The two kinds of uncertainty geologists conflate

Most "uncertainty" on a geological map is really two distinct things, and they need different visual treatments.

Positional (locational) uncertainty is how well you know where a feature is. A contact mapped from a clean roadcut might be located to within a few metres; the same contact projected beneath alluvium might be uncertain to hundreds of metres. This is the dimension the classic geological line conventions encode.

Categorical (identity) uncertainty is how confident you are about what the feature is — whether a polygon is unit A or unit B, or whether a lineament is a fault at all versus a photo-lineament with no kinematic evidence. This maps poorly to dash patterns and is better shown with fill treatment, queried symbols (?), or a separate confidence-graded color.

Treating both as a single "confidence 1-5" slider is the most common modelling mistake, because a feature can be precisely located but uncertain in identity, or confidently identified but loosely located.

The established line conventions

Before inventing a scheme, use the conventions geologists already read.
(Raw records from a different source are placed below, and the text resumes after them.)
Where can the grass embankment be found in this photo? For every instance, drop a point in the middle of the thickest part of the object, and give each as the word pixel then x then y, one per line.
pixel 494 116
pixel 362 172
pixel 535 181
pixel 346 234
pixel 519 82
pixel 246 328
The USGS FGDC Digital Cartographic Standard for Geologic Map Symbolization (FGDC-STD-013-2006) codifies these:

  • Solid line — contact or fault is located (observed/accurately positioned).
  • Long dashapproximately located.
  • Dotted lineconcealed (continues beneath younger cover or water).
  • Short dash / queried (?)inferred or uncertain existence.

These map cleanly onto a single attribute. In your line layer, add a text field location_method with values like observed, approximate, concealed, inferred, and a separate existence_conf for queried features. Then symbolize categorically rather than drawing dashes by hand, which guarantees the legend matches the data.

Encoding confidence in the data model

Style follows schema. A practical contact/fault layer carries at least:

  • feature_type — contact, fault, fold axis, dyke margin.
  • location_method — observed | approximate | concealed | inferred.
  • existence_conf — integer 1-3 (1 = certain, 3 = speculative), used for the ? query symbol.
  • source — map sheet, survey, or interpreter, so provenance travels with the geometry.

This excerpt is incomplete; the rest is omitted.